George Alexander Spater (May 3, 1909 – June 14, 1984) was chairman of American Airlines from 1968 until 1973, when he became the first of several corporate executives to voluntarily admit having made illegal corporate contributions to President Nixon's re-election campaign. After retiring from American Airlines, he wrote well-regarded biographies of Virginia Woolf and William Cobbett.
He was born in Detroit, Michigan, graduated from the University of Michigan in 1930 with an A.B. degree magna cum laude. He was associated with the Michigan Daily there. He earned a law degree from University of Michigan Law School in 1933.
In 1935 he was admitted to the bar. He spent most of his law career working in aviation advising in particular Eastern Airlines and Transcontinental Air Transport (forerunner of TWA). He worked at Chadbourne, Parke, Whiteside and Wolff in New York and was a partner there in 1942–1958.
He left Chadbourne in 1959 to join American Airlines as Executive Vice President and General Counsel. He was elected Vice Chairman in 1967 and President and Chief Executive in 1968 succeeding company founder C.R. Smith.
Spater got caught in the investigations into the Watergate scandal and had to resign from American and was disbarred over illegal $55,000 contribution to the Committee for the Re-Election of the President—although Spater was never charged or prosecuted. Spater's problems were traced to a meeting with Herbert Kalmbach at the 21 Club in which he was told that anybody contributing $100,000 to CREP would be treated as a "special class." While deciding what to do Spater subsequently said that Smith sent him four checks for $5,000 made out to "cash" with a note saying he might need the extra cash. He then gave the $20,000 to CREP in $100 bills (which was legal since it involved personal accounts). Still short of the $100,000 quota, he then authorized a $55,000 off the books transaction involving a safe at American Airlines headquarters in New York. When a lawsuit by Common Cause revealed the contribution, he was sacked by the American board and Smith returned as interim CEO.

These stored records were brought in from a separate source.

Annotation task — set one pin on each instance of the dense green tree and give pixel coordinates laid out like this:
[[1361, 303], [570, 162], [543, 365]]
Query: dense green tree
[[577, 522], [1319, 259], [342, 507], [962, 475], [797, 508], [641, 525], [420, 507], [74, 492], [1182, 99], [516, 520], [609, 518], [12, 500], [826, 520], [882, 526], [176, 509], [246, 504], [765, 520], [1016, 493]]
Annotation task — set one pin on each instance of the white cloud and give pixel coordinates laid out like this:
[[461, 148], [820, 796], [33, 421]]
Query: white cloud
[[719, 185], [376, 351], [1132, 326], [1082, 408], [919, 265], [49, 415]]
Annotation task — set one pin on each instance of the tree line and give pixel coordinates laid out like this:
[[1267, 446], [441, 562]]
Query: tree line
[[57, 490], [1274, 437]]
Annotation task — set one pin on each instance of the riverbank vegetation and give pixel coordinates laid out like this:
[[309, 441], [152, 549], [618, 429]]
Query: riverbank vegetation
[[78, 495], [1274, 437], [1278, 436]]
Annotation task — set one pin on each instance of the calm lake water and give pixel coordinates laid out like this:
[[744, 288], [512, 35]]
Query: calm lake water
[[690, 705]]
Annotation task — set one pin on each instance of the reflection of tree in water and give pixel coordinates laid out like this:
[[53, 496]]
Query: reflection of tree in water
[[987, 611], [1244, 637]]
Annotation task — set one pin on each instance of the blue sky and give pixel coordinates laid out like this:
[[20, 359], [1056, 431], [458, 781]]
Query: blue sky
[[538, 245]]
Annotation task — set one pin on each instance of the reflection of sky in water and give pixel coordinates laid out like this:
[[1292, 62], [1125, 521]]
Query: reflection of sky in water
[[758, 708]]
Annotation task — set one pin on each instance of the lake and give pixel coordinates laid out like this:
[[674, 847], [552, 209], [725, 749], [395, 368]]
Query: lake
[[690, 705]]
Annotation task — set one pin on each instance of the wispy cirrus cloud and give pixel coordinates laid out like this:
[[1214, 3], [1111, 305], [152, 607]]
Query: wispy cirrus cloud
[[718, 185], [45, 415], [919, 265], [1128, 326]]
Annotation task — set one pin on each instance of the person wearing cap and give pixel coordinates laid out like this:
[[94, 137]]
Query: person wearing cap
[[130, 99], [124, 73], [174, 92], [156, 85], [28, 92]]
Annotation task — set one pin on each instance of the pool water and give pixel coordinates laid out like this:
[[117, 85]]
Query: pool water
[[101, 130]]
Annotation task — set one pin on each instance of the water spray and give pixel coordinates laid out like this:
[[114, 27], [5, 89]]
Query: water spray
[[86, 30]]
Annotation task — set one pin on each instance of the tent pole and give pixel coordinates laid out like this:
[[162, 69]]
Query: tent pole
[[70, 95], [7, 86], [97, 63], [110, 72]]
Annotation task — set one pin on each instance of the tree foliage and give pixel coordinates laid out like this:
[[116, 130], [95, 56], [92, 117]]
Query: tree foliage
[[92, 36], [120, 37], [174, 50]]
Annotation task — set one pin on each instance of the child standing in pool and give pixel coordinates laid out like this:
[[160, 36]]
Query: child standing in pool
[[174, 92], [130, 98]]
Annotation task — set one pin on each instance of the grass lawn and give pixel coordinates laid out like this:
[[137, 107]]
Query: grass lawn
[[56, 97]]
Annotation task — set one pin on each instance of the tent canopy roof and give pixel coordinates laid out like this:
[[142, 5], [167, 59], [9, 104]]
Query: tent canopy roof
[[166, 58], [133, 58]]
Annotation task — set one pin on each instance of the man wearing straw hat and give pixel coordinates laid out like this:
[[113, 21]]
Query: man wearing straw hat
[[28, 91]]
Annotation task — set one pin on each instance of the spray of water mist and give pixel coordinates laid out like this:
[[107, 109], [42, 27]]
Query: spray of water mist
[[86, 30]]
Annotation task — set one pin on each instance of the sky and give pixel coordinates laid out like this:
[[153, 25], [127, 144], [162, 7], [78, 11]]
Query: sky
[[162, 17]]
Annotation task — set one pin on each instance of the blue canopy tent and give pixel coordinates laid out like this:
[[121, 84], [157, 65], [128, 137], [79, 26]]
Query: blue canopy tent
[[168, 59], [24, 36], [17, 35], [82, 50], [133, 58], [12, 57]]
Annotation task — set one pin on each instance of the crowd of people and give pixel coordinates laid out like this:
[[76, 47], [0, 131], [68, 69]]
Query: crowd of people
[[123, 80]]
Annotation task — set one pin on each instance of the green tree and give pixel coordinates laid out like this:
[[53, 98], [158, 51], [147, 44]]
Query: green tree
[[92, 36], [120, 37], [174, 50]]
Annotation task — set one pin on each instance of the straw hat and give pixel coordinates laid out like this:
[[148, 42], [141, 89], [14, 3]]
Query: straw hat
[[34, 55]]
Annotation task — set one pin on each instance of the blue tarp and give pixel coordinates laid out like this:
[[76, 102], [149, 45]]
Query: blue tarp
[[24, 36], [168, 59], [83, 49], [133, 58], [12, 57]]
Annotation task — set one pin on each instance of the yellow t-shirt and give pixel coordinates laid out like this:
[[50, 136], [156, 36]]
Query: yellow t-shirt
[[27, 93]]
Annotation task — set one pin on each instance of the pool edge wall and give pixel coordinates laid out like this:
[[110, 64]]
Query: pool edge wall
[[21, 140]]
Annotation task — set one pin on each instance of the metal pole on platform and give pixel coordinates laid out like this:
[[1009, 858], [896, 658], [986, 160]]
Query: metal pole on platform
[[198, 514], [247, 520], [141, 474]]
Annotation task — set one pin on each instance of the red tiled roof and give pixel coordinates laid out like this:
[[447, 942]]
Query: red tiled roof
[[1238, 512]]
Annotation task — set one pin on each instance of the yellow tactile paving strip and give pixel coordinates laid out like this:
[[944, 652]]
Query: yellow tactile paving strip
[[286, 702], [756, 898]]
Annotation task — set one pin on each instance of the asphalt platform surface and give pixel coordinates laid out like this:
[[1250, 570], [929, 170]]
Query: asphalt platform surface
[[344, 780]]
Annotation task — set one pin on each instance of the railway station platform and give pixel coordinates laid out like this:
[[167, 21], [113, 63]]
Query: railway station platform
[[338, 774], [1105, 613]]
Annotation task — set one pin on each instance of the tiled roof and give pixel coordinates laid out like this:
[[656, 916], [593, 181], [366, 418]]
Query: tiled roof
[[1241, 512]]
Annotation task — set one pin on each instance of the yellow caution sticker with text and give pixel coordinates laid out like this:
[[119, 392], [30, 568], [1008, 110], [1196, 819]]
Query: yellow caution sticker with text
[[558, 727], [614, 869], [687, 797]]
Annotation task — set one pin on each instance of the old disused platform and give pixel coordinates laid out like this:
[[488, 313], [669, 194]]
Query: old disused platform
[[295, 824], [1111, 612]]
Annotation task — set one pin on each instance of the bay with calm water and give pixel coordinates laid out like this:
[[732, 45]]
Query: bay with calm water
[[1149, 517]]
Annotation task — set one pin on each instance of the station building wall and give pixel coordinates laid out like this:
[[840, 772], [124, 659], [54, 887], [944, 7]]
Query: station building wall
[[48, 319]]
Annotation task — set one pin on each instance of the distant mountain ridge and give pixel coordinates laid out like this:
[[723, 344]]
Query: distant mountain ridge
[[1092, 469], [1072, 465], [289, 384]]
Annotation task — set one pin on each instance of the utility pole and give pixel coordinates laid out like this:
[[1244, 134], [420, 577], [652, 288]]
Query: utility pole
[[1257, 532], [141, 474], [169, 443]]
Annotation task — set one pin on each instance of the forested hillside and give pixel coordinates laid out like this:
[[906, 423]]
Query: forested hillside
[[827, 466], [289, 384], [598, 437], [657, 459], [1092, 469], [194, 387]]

Spater lost his law license and his position with American Airlines because of his role in the illegal campaign contributions. He subsequently moved to England, where he wrote biographies about William Cobbett and Virginia Woolf. Reviewing the Cobbett biography in the New York Times, William Safire wrote that "Mr. Spater's much-needed new biography of the first media giant is thorough, solid, usefully illustrated and satisfyingly annotated, a scholarly labor of love that adds significantly to the literature about a historic figure too long overlooked by Americans." He died in White River Junction, Vermont.